Studie: Die Präferenzen von Wählern sind endogen
Wie man Margaret Thatcher lieben lernt

Unter der Ägide von Margaret Thatcher hat die Ungleichheit in Großbritannien in den achtziger Jahren deutlich zugenommen. Das gefiel den Briten anfangs ganz und gar nicht, zeigt eine neue Studie - nach und nach fanden die Menschen aber Gefallen an der neuen Lage. Denn ihre Wertvorstellungen passten sich der Umgebung an.

Europäer mögen keine Ungleichheit. Amerikaner glauben, dass jeder selbst seines Glückes Schmied ist und dass Leistung reichlich belohnt werden sollte.

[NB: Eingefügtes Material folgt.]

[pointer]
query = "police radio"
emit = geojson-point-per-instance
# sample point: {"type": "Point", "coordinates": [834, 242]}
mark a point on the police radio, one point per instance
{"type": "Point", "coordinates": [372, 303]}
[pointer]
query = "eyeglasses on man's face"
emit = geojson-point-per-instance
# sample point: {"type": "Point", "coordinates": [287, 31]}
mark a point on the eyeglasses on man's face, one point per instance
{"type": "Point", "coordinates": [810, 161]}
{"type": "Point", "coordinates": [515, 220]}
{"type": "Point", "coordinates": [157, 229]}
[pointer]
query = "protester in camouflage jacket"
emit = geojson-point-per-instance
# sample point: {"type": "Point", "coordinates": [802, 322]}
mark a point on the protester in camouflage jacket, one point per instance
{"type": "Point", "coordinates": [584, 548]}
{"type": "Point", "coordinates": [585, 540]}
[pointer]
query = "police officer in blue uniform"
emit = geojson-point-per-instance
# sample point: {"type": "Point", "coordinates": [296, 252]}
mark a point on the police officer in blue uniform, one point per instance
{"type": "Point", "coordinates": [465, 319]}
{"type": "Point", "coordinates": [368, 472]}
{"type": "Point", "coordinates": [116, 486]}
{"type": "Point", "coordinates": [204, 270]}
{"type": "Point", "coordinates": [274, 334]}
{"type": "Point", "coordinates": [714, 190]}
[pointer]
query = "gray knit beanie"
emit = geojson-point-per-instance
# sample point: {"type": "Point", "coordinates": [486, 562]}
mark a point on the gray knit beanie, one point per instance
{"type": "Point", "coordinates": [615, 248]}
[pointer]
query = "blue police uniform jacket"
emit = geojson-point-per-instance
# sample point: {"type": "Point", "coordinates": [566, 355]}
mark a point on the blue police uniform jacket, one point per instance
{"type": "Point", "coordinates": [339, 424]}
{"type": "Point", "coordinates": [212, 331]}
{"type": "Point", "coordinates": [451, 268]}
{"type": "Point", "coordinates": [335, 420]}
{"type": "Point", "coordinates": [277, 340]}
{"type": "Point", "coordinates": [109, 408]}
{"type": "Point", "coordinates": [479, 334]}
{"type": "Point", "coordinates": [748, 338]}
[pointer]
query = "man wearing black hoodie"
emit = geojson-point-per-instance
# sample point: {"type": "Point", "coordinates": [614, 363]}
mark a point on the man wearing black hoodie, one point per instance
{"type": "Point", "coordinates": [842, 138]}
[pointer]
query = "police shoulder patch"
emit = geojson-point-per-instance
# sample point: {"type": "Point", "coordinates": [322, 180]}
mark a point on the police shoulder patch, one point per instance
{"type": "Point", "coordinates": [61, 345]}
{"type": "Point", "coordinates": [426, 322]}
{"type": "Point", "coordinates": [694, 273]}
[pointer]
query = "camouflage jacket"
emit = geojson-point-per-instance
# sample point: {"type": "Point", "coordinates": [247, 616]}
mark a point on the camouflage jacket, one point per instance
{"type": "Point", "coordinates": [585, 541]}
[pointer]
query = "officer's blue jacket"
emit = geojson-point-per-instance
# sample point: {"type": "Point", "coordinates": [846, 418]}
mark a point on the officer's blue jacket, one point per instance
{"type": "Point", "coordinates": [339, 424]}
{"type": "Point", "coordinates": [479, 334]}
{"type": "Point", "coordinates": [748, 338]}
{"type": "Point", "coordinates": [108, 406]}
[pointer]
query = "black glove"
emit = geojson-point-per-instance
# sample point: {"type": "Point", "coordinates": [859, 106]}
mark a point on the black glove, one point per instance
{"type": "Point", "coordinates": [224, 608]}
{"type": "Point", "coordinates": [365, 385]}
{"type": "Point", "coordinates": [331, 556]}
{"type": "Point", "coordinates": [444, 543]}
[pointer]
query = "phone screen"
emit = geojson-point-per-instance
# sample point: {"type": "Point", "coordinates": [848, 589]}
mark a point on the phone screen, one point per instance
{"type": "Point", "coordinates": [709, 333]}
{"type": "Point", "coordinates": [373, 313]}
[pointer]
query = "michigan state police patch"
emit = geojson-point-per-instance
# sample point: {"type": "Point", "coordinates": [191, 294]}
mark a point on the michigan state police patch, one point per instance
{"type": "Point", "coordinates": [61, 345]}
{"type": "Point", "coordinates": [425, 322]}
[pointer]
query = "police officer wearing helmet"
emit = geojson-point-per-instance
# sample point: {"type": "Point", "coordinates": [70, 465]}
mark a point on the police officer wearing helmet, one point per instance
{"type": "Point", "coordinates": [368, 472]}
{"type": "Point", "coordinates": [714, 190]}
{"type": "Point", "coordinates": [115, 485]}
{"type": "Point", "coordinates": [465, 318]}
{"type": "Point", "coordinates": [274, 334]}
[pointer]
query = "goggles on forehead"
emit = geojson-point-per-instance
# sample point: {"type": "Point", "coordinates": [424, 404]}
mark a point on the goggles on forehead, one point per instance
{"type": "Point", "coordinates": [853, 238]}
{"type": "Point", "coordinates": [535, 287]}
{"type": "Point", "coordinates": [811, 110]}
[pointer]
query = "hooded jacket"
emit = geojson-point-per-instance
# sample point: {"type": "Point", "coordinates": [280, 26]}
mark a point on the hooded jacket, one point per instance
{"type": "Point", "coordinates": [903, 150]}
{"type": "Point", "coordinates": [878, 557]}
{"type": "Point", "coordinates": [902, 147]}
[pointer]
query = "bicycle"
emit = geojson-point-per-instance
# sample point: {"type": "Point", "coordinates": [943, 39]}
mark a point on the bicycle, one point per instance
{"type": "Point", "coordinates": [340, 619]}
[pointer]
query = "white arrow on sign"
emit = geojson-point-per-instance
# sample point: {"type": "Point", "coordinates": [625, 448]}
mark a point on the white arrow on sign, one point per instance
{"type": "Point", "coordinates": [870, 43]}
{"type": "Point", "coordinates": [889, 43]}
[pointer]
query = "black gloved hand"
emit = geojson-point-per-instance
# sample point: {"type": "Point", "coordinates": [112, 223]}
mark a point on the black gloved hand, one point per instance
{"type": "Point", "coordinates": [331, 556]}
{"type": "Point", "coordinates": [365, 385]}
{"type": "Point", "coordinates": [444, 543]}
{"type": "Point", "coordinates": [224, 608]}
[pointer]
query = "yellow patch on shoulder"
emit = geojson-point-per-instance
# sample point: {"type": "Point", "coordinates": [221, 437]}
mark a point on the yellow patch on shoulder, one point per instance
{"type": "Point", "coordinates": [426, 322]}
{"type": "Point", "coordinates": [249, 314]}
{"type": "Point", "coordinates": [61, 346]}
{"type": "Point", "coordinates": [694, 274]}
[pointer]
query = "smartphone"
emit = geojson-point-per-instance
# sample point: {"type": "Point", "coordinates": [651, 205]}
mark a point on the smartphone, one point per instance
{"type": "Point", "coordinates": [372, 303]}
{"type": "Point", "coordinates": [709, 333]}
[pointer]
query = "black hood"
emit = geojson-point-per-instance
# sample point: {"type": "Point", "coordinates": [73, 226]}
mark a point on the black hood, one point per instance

Deshalb sind in der alten Welt die Steuern höher, die Sozialleistungen besser und die Einkommensunterschiede viel kleiner als in den USA.

So lautet die landläufige Sicht der Dinge.

Dass auch umgekehrt ein Schuh daraus werden kann, wird leicht übersehen. Vielleicht glauben ja die Amerikaner so sehr an Leistungsanreize und Eigenverantwortung, weil die Einkommensunterschiede dort so groß sind.

Dass diese auf den ersten Blick sonderbar anmutende Interpretation theoretisch einiges für sich hat, haben die Ökonomen Roland Benabou und Jean Tirole in einer Arbeit gezeigt, die 2006 im "Quarterly Journal of Economics" erschien und am 14. April 2005 an dieser Stelle vorgestellt wurde.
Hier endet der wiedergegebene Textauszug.